Ia mengenakan mahkota itu. Dan saat duri-duri tajam menusuk kulit kepalanya, mengalirkan darah yang menyala merah, sebuah jendela baru muncul: [Rank SSSSS - Sovereign Beyond Divinity - Telah diaktifkan sepenuhnya. Mengenakan Takhta Pengorbanan. Semua entitas dalam radius 10 kilometer akan merasakan tekanan kehadiran Anda. Peringatan: Sembilan Dewa Rank SSS telah mendeteksi anomali ini. Mereka akan segera bergerak.]
Namun di dalam hatinya, yang terngiang bukanlah peringatan itu, melainkan kata-kata perempuan perak di taman: Melindungi apa yang tersisa.
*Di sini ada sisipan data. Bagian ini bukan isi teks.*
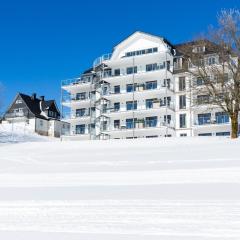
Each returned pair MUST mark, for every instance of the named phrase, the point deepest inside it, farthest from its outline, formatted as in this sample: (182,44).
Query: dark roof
(34,105)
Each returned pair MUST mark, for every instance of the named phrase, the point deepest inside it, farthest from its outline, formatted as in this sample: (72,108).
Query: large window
(182,83)
(131,70)
(203,99)
(80,129)
(131,123)
(222,117)
(117,72)
(81,112)
(182,120)
(151,67)
(151,85)
(117,89)
(151,121)
(167,119)
(149,103)
(182,101)
(131,105)
(130,87)
(204,118)
(116,124)
(81,96)
(116,106)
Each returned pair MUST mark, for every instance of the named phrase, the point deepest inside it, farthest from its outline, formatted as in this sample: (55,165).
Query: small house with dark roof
(39,115)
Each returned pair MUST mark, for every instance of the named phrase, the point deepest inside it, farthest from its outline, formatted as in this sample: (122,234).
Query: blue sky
(43,42)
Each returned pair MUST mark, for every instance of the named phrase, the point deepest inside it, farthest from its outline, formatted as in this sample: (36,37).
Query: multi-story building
(140,90)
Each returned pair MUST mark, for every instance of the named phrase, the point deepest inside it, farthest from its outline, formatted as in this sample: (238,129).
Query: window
(19,101)
(149,103)
(151,67)
(81,96)
(130,87)
(117,72)
(182,102)
(182,120)
(203,99)
(166,83)
(116,124)
(81,112)
(131,70)
(151,85)
(199,81)
(182,83)
(221,134)
(205,134)
(167,119)
(117,89)
(131,123)
(151,121)
(80,129)
(211,60)
(141,52)
(165,102)
(222,117)
(204,118)
(183,135)
(116,106)
(130,105)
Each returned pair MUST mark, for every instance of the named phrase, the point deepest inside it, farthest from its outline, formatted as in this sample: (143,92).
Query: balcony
(76,82)
(98,61)
(141,125)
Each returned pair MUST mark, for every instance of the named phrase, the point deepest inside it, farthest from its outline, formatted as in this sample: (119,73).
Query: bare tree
(214,62)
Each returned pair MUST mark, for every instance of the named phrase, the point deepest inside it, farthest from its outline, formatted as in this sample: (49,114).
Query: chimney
(34,96)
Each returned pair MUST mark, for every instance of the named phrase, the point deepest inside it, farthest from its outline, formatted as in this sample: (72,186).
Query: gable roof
(36,106)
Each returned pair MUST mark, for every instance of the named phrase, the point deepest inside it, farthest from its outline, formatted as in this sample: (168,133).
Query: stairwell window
(182,102)
(80,129)
(117,89)
(131,123)
(151,67)
(117,124)
(151,85)
(182,83)
(182,120)
(130,87)
(117,106)
(131,70)
(131,105)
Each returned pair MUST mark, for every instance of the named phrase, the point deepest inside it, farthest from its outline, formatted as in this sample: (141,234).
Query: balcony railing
(102,59)
(76,81)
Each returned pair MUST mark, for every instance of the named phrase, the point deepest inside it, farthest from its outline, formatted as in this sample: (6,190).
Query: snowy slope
(149,189)
(18,133)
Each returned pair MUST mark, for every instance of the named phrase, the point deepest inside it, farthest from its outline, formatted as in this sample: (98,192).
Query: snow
(15,133)
(148,189)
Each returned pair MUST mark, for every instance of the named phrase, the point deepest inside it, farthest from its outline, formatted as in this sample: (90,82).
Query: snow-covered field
(149,189)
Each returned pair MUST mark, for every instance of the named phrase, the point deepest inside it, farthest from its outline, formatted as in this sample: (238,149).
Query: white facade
(104,104)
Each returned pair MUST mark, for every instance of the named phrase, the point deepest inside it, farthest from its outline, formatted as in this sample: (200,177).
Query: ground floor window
(183,135)
(222,117)
(205,134)
(204,118)
(80,129)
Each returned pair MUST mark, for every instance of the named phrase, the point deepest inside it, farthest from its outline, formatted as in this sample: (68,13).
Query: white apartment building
(138,91)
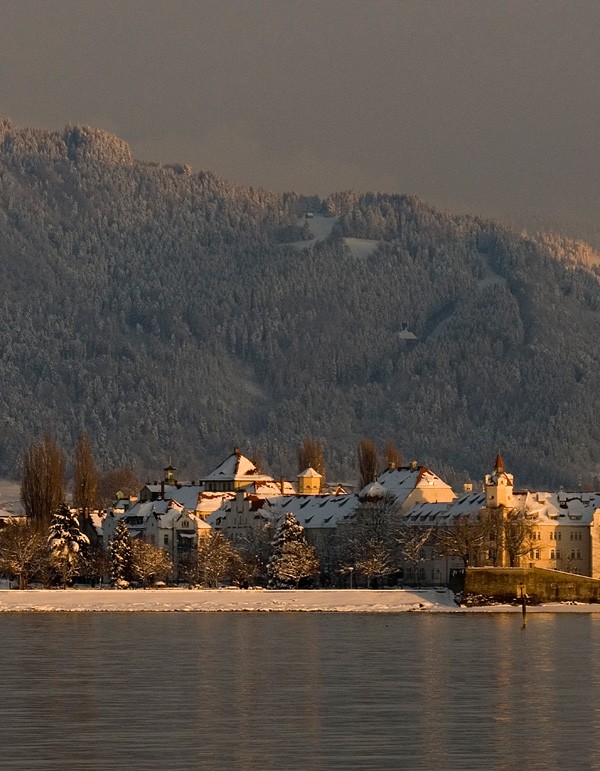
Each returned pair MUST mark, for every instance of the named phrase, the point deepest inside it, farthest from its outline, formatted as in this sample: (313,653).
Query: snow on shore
(237,600)
(326,600)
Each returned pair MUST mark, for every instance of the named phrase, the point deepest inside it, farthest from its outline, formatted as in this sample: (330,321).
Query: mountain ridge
(167,313)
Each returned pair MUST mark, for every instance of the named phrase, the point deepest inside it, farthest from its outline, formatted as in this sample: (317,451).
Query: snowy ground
(345,601)
(354,600)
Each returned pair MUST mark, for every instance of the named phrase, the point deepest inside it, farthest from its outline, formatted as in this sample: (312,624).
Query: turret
(309,482)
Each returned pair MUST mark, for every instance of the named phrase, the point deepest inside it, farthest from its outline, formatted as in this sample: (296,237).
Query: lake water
(299,691)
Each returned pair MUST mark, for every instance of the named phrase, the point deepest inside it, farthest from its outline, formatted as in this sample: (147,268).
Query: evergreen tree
(121,557)
(67,544)
(293,557)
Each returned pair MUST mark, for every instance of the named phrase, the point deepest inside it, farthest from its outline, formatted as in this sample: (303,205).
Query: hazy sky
(487,106)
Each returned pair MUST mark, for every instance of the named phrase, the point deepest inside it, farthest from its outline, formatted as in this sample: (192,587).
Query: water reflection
(310,691)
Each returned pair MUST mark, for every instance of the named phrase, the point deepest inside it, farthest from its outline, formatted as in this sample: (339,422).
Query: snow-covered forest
(171,314)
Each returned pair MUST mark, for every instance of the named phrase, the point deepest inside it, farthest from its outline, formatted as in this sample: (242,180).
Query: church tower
(499,486)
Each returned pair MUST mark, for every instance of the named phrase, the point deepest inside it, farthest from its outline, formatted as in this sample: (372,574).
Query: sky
(487,106)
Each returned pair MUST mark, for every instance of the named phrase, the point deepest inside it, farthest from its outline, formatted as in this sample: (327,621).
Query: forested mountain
(174,315)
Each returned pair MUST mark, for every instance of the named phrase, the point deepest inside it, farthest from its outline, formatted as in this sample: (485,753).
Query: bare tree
(43,483)
(214,562)
(293,558)
(518,533)
(368,461)
(23,552)
(310,455)
(150,564)
(367,543)
(411,540)
(85,477)
(464,537)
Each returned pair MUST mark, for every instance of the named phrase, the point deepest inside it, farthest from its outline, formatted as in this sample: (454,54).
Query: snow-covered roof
(209,501)
(270,488)
(236,468)
(316,511)
(402,481)
(310,472)
(562,508)
(186,495)
(373,490)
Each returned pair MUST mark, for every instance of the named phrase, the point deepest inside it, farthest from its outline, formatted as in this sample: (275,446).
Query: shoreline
(180,600)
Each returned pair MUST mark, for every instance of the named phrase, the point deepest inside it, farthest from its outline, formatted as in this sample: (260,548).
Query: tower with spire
(499,486)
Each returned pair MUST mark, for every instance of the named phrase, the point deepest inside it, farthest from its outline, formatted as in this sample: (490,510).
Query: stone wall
(503,585)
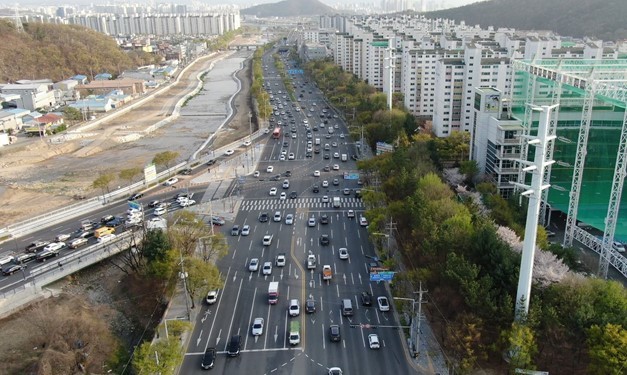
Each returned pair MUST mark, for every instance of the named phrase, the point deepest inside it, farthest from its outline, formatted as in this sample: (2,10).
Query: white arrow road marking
(199,338)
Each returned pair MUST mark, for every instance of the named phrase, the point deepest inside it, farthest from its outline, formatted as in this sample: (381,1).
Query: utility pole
(418,319)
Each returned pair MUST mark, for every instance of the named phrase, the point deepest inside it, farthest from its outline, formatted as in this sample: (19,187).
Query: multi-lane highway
(245,295)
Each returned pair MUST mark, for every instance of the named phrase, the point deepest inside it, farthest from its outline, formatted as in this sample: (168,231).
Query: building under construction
(590,150)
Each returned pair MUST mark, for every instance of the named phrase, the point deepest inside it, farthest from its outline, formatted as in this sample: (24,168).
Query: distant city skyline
(412,4)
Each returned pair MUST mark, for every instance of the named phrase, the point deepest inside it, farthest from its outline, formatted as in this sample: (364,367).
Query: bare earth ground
(37,176)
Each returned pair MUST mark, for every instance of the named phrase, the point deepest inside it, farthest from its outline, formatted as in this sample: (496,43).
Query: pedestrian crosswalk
(312,203)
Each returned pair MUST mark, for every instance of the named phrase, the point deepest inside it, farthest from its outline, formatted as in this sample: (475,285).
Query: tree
(201,277)
(607,349)
(522,346)
(160,358)
(103,182)
(188,230)
(129,174)
(165,158)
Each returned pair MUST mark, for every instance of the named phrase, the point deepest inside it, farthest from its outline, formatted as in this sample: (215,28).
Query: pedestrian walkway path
(312,203)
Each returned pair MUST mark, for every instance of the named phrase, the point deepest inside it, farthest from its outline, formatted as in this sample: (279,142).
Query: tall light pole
(534,192)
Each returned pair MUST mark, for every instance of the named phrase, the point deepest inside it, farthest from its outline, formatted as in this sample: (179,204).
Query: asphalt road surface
(245,296)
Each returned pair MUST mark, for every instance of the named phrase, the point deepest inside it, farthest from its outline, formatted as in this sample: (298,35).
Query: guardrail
(54,217)
(50,272)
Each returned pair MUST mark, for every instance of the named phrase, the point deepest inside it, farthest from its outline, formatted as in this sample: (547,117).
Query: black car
(208,359)
(310,306)
(36,246)
(107,218)
(12,268)
(232,350)
(115,222)
(324,240)
(334,333)
(135,196)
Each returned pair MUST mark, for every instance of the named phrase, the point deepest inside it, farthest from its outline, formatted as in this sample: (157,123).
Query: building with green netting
(590,150)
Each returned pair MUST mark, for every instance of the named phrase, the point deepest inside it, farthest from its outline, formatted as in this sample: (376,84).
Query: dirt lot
(37,176)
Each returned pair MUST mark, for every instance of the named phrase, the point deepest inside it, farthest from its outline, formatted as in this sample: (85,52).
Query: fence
(14,299)
(54,217)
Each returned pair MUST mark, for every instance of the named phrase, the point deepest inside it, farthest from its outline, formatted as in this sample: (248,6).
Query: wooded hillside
(61,51)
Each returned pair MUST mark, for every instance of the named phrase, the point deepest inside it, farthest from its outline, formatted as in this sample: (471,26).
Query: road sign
(382,276)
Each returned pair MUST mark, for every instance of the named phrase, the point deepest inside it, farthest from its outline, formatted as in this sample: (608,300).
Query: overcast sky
(244,3)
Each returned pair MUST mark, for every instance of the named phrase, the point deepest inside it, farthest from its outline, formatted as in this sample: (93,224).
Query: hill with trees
(58,52)
(603,19)
(289,8)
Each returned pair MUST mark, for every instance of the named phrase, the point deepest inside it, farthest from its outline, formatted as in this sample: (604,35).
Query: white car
(280,260)
(363,222)
(267,240)
(383,303)
(171,181)
(289,219)
(54,246)
(267,268)
(187,203)
(373,341)
(62,237)
(257,329)
(294,309)
(212,297)
(343,252)
(253,266)
(107,238)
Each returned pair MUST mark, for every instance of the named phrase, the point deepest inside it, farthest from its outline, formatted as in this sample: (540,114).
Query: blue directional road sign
(382,276)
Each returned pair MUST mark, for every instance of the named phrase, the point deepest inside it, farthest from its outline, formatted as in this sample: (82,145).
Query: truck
(294,332)
(273,292)
(327,273)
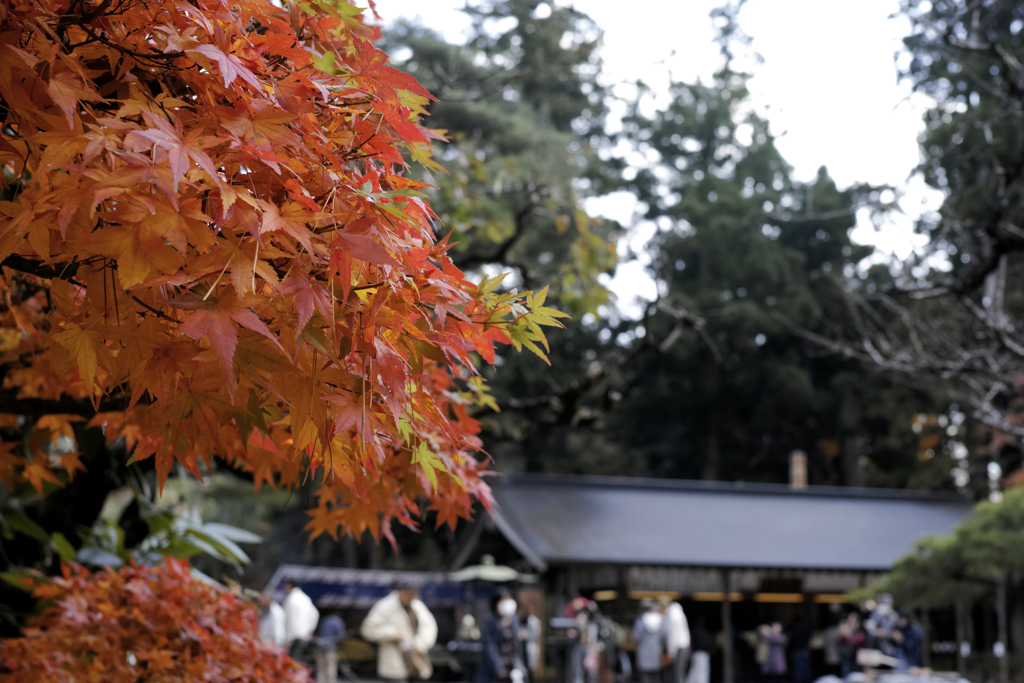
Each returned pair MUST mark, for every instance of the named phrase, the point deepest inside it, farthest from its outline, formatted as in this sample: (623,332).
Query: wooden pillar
(926,639)
(1001,634)
(961,637)
(572,577)
(623,591)
(727,674)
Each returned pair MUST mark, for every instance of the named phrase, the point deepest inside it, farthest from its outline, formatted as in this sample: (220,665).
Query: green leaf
(232,532)
(62,547)
(325,62)
(227,548)
(22,579)
(18,521)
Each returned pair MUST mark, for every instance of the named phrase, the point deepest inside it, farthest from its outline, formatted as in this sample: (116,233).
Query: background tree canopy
(770,331)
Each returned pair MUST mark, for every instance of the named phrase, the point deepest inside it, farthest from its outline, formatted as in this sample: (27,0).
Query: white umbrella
(489,571)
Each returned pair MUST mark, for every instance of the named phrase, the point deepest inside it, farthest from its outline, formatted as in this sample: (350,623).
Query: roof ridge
(592,480)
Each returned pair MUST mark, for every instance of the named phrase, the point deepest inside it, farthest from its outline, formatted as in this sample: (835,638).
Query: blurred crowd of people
(877,630)
(404,630)
(663,646)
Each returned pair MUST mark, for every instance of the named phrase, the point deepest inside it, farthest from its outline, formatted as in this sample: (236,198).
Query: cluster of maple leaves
(210,249)
(139,624)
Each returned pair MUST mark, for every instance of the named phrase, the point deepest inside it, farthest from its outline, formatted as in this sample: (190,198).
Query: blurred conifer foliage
(955,312)
(712,381)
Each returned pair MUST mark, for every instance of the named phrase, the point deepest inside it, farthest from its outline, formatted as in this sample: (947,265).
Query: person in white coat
(403,630)
(271,624)
(301,617)
(677,640)
(649,639)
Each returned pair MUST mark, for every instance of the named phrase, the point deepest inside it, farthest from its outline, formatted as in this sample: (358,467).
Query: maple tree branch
(10,403)
(32,267)
(501,253)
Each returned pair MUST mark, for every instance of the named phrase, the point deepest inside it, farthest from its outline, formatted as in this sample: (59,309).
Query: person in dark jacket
(330,633)
(500,638)
(910,639)
(800,642)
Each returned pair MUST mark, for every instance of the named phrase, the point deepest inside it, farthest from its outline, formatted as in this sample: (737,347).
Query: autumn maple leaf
(371,68)
(216,321)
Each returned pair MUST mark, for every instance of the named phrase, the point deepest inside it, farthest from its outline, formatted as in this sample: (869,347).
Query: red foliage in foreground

Mungkin, pikir Joni, takhta ini memang bukan untuk memerintah. Mungkin takhta ini adalah penjara terakhir bagi jiwa yang terlalu kuat untuk mati. Dan ia, Joni, gelandangan yang tidak pernah memiliki apa pun, kini menjadi penjaga kehampaan.
Langkah kaki semakin dekat. Dari balik puing-puing, serombongan makhluk dengan armor hitam dan mata bercahaya putih muncul-Para Prajurit Abadi, ciptaan para Dewa untuk menjaga reruntuhan. Mereka mengangkat senjata, siap menyerang. Joni berdiri perlahan, panel hitam di matanya menyala, dan tanpa mengucapkan sepatah kata pun, ia mengangkat tangan kanannya.
Di luar reruntuhan, di puncak menara Kota Atas yang menjulang di atas awan, sesosok Dewa Rank SSS bernama Valdris, Penguasa Pengetahuan, tersentak dari meditasinya. Cawan ramalannya pecah, dan air di dalamnya mendidih. Dari bayangan di sudut ruangan, sebuah suara berbisik: "Dia telah kembali."
Valdris tidak perlu bertanya siapa 'dia'. Selama tujuh ribu tahun, ia telah menunggu hari ini-hari ketakutan dan harapan yang sama besarnya. Namun saat ia membuka mulut untuk menjawab, getaran dahsyat mengguncang fondasi menara, dan semua panel sistem di seluruh Arcadia, dari Kota Bawah hingga Istana Dewa, berkedip serempak dan menampilkan satu kalimat yang tidak bisa dihapus oleh siapa pun:
[Seorang Sovereign telah memasuki panggung. Semua Rank di bawah SSSSS: Tunduk, atau binasa.]
Joni, di tengah reruntuhan dengan mahkota hitam di kepalanya, melihat para Prajurit Abadi itu berlutut satu per satu, senjata mereka jatuh berderak. Ia tidak merasa menang. Ia hanya merasa lelah-lelah yang begitu dalam sehingga seluruh beban takhta dan kenangan terasa ringan dibandingkan. Namun ia tahu, ini baru awal. Sembilan Dewa SSS sedang bergerak, dan di balik mereka, mungkin ada sesuatu yang bahkan lebih tua dari sistem itu sendiri.
Malam di atas reruntuhan berubah warna, dari merah kecubung menjadi hitam pekat tanpa bintang. Dan Joni, Sang Penguasa Di Atas Para Dewa, melangkah keluar dari gerbang kuno itu-bukan sebagai gelandangan, bukan sebagai raja, melainkan sebagai teka-teki hidup yang tidak akan pernah terpecahkan sepenuhnya.